Sur les réseaux sociaux, on voit souvent des femmes présentant ces caractéristiques, perçues comme l’idéal de beauté et “l’image parfaite” par les utilisateurs.

Ces traits reflètent les standards modernes de beauté, véhiculés par le cinéma et les plateformes numériques. Les jeunes filles tentent de les imiter, en recourant à des soins esthétiques ou à la chirurgie plastique. Pourtant, même après ces changements, beaucoup demeurent insatisfaites. Ces normes réduisent souvent l’estime de soi et l’amour-propre.

Mais comment s’en sortir ? Comment aider une personne à aimer son apparence ?

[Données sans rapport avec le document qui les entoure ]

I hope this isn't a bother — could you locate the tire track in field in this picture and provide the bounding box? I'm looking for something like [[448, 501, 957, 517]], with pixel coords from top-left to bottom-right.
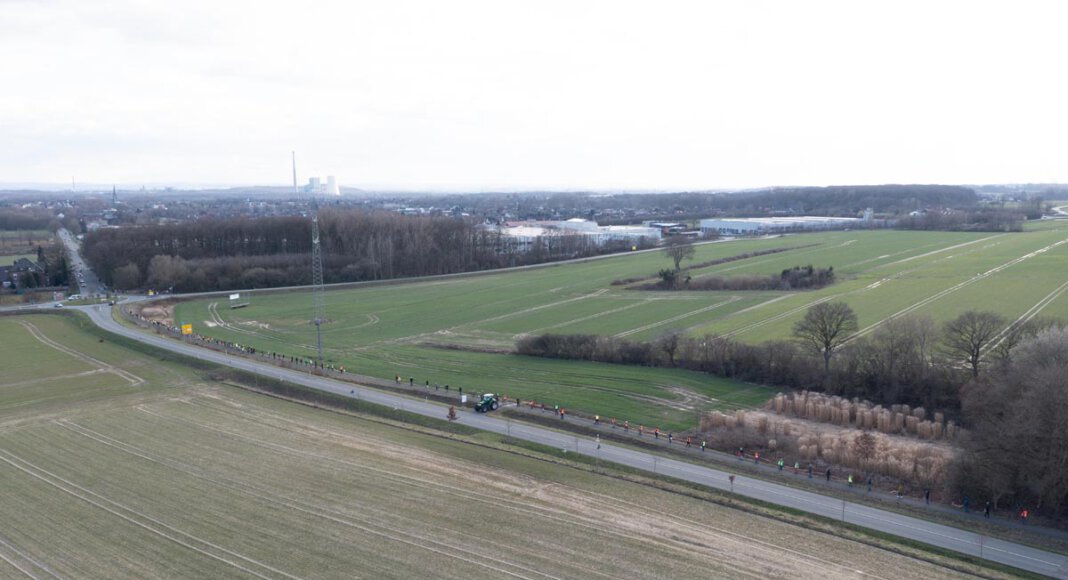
[[57, 420, 559, 580], [0, 537, 62, 579], [614, 296, 741, 339], [0, 552, 37, 580], [983, 282, 1068, 352], [843, 239, 1068, 344], [352, 288, 608, 352], [18, 320, 144, 387], [185, 406, 881, 578], [0, 450, 299, 580], [554, 484, 890, 578], [0, 369, 111, 389], [138, 403, 662, 576], [140, 403, 824, 571], [512, 299, 651, 341], [138, 403, 743, 555], [723, 234, 1007, 339]]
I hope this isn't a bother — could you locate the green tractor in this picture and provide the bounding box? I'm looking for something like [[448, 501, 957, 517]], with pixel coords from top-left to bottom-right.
[[474, 393, 501, 413]]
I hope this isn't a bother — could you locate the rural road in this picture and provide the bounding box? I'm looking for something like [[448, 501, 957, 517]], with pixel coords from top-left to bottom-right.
[[52, 304, 1068, 578]]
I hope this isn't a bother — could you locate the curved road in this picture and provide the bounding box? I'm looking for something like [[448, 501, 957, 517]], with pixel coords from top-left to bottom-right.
[[60, 304, 1068, 578]]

La psychologue Minara Sabzaliyeva explique que ce rejet peut avoir plusieurs causes :

« La première est une faible estime de soi, souvent formée dès l’enfance. Cela est influencé non seulement par les traumatismes psychologiques, mais aussi par l’environnement social, les valeurs et les croyances. Le problème ne vient pas du physique, mais des convictions de la personne. Elle pense que son visage ou son corps ne sont pas assez bien, et croit que cela explique pourquoi elle n’est pas aimée.

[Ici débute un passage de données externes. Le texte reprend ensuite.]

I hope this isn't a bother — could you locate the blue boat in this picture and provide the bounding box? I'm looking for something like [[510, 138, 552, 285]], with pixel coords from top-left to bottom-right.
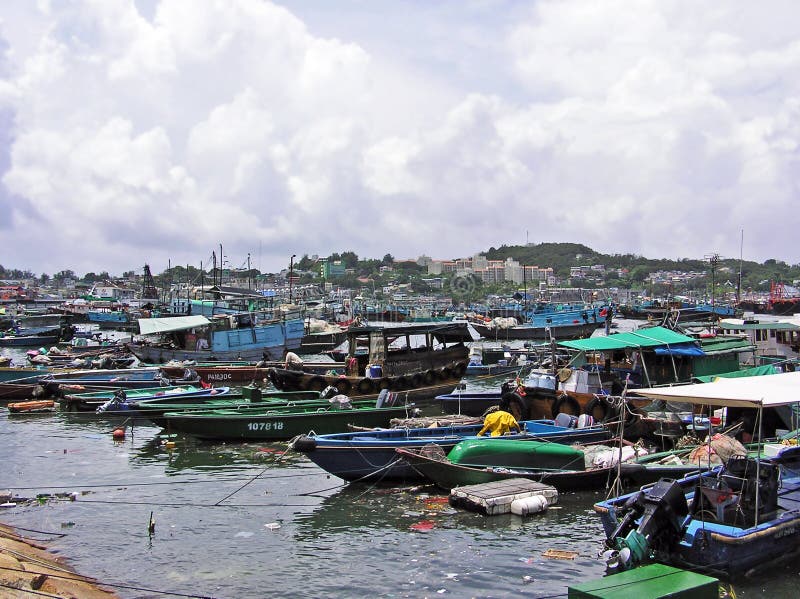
[[292, 420, 610, 481], [127, 312, 305, 364], [595, 372, 800, 579]]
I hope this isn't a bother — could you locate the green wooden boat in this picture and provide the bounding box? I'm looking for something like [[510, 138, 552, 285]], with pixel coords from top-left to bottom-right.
[[131, 387, 330, 427], [396, 438, 614, 491], [447, 437, 586, 470], [163, 400, 414, 441]]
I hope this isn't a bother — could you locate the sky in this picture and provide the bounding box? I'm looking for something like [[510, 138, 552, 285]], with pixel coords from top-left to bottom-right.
[[0, 0, 800, 275]]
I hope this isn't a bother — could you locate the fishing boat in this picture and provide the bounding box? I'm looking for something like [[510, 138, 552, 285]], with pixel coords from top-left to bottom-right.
[[292, 420, 610, 481], [7, 399, 56, 414], [58, 385, 230, 412], [269, 322, 477, 401], [0, 333, 60, 347], [473, 321, 597, 341], [396, 439, 616, 491], [38, 366, 200, 390], [126, 312, 305, 364], [159, 397, 414, 441], [595, 372, 800, 578]]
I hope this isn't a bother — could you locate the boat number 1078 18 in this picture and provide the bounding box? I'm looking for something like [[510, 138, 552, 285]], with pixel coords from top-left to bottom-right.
[[247, 422, 283, 431]]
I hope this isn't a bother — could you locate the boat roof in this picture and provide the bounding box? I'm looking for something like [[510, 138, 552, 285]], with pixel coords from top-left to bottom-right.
[[347, 321, 481, 343], [138, 316, 211, 335], [631, 371, 800, 408], [719, 318, 800, 331], [558, 327, 696, 351]]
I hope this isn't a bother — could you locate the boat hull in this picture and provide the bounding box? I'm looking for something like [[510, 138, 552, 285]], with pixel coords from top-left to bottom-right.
[[594, 462, 800, 579], [293, 421, 609, 481], [164, 406, 416, 441], [472, 322, 598, 341]]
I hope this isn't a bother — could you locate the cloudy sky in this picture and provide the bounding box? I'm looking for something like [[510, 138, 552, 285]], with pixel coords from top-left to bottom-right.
[[0, 0, 800, 274]]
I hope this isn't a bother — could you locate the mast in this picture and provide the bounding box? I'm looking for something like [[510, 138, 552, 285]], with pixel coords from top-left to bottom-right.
[[736, 229, 744, 304]]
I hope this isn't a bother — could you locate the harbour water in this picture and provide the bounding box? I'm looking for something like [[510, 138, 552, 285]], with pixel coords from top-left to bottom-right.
[[0, 340, 800, 598]]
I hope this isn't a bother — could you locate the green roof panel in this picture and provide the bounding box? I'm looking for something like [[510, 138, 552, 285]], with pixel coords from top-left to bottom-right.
[[559, 327, 695, 351]]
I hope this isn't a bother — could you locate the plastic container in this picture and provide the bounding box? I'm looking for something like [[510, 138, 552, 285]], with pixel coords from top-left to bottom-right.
[[511, 495, 547, 516]]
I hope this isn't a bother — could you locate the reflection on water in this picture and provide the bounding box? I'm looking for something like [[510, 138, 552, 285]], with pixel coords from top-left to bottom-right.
[[131, 433, 307, 475]]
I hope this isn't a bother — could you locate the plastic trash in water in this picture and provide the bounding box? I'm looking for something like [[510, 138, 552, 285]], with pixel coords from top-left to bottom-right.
[[409, 520, 436, 532]]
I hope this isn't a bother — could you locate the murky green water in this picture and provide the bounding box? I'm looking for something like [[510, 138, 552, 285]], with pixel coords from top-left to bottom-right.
[[0, 340, 800, 598]]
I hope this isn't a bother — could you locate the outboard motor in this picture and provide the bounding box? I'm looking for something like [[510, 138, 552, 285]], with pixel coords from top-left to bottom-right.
[[603, 478, 689, 573]]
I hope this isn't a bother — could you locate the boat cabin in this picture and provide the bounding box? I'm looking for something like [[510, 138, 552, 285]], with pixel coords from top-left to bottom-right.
[[345, 322, 480, 377]]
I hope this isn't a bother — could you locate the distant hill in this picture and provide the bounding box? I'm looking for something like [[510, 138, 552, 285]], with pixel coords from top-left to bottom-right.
[[484, 243, 800, 289]]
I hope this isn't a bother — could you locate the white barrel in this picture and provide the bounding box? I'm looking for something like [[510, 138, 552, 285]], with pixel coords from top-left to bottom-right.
[[525, 372, 542, 388], [511, 495, 547, 516], [539, 374, 556, 389]]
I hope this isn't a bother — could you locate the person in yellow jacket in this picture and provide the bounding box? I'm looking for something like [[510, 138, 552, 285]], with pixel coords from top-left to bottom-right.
[[478, 398, 522, 437]]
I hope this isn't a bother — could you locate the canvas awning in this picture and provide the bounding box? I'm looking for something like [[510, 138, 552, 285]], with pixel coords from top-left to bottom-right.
[[631, 372, 800, 408], [138, 316, 211, 335], [559, 327, 695, 351]]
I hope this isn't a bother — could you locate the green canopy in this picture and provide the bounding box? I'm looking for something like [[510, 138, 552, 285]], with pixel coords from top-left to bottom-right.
[[558, 327, 696, 351], [694, 364, 779, 383]]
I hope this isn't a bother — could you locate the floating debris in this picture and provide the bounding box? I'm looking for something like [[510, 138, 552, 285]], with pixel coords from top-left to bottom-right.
[[542, 549, 578, 559], [409, 520, 436, 532]]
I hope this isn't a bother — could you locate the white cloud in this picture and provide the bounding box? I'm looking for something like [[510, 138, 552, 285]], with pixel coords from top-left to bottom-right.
[[0, 0, 800, 272]]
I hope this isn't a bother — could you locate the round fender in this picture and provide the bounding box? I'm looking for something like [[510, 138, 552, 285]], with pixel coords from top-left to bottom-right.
[[553, 393, 581, 418], [292, 435, 317, 453]]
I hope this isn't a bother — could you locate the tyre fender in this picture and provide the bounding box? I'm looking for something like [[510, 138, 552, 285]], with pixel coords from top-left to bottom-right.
[[356, 379, 375, 395]]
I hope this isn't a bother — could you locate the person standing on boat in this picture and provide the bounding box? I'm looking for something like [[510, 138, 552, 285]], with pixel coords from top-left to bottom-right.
[[478, 397, 522, 437]]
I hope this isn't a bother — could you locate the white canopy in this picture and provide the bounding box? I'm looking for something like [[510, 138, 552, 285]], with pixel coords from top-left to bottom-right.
[[138, 316, 211, 335], [631, 371, 800, 408]]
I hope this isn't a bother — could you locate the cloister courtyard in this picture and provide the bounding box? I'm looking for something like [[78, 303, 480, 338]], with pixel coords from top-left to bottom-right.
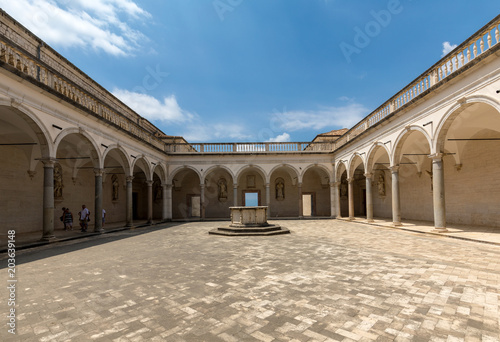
[[0, 220, 500, 341]]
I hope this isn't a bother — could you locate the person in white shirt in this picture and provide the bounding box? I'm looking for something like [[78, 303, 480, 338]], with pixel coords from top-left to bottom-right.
[[79, 204, 90, 232], [102, 209, 106, 227]]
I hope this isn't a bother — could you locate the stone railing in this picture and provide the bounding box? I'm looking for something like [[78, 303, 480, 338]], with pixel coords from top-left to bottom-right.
[[0, 10, 165, 151], [166, 142, 334, 154], [334, 15, 500, 150]]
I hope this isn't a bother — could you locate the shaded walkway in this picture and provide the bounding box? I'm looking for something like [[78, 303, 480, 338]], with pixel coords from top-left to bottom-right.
[[340, 217, 500, 245]]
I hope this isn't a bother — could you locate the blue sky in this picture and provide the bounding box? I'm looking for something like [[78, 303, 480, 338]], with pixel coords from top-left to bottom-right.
[[0, 0, 500, 142]]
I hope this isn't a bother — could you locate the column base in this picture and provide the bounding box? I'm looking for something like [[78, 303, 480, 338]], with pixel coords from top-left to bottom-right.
[[40, 234, 57, 242]]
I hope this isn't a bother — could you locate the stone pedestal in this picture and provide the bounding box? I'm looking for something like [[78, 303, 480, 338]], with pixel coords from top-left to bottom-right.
[[208, 206, 290, 236], [229, 206, 268, 228]]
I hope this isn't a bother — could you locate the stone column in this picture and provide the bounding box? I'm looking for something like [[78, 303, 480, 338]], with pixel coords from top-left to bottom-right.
[[266, 183, 271, 218], [233, 184, 238, 207], [347, 178, 354, 220], [161, 183, 168, 222], [125, 177, 134, 227], [429, 153, 448, 233], [390, 165, 401, 227], [146, 181, 153, 224], [94, 169, 104, 233], [365, 173, 373, 222], [297, 183, 304, 219], [42, 158, 55, 241], [334, 182, 342, 218], [330, 182, 335, 218], [200, 184, 205, 220], [163, 184, 172, 221]]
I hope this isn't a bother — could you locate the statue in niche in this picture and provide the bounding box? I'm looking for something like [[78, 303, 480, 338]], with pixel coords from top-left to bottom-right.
[[217, 178, 227, 202], [154, 180, 163, 202], [377, 172, 385, 197], [425, 169, 434, 191], [340, 182, 347, 197], [54, 164, 64, 199], [111, 175, 119, 201], [276, 178, 285, 201]]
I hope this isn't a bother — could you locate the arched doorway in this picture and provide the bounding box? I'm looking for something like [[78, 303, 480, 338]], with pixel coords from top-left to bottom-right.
[[301, 165, 331, 217], [269, 165, 299, 218], [54, 129, 103, 231], [205, 166, 234, 219], [103, 147, 130, 224], [237, 166, 270, 206], [172, 167, 203, 220], [436, 100, 500, 227], [0, 106, 51, 236], [391, 127, 434, 221], [366, 143, 392, 218]]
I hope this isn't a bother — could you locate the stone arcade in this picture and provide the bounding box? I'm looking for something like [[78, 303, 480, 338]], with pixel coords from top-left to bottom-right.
[[0, 12, 500, 239]]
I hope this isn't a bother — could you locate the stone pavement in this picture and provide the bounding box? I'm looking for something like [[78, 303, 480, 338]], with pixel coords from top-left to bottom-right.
[[0, 220, 500, 341]]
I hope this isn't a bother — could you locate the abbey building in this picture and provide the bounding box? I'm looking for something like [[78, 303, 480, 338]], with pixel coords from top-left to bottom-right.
[[0, 12, 500, 239]]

La deuxième raison est liée aux images construites sur les réseaux sociaux. En se comparant à ces standards idéalisés, il est rare que l’on se sente satisfait.

La troisième concerne les normes sociales qui associent la valeur d’une femme à son apparence. Depuis longtemps, la beauté est un critère central d’évaluation des femmes, et dès leur jeunesse, elles se heurtent à ces stéréotypes. »

La psychologue a aussi donné des recommandations pour apprendre à s’accepter :

« Pour aimer son apparence, il faut travailler sur le sentiment de valeur intérieure. La psychothérapie aide à comprendre que la valeur d’une personne ne se limite pas à son apparence. Il est aussi important d’accepter les réseaux sociaux tels qu’ils sont, en réalisant que les images filtrées et irréalistes font partie de leur nature. De plus, développer ses qualités et compétences intérieures réduit l’insatisfaction liée à l’apparence. »

Minara Sabzaliyeva conseille aux parents et enseignants : plutôt que de dire aux filles “tu es belle” dès l’enfance, il vaut mieux mettre en avant leur intelligence, leurs compétences et leurs talents. De telles paroles ont un effet plus positif sur la construction de la personnalité.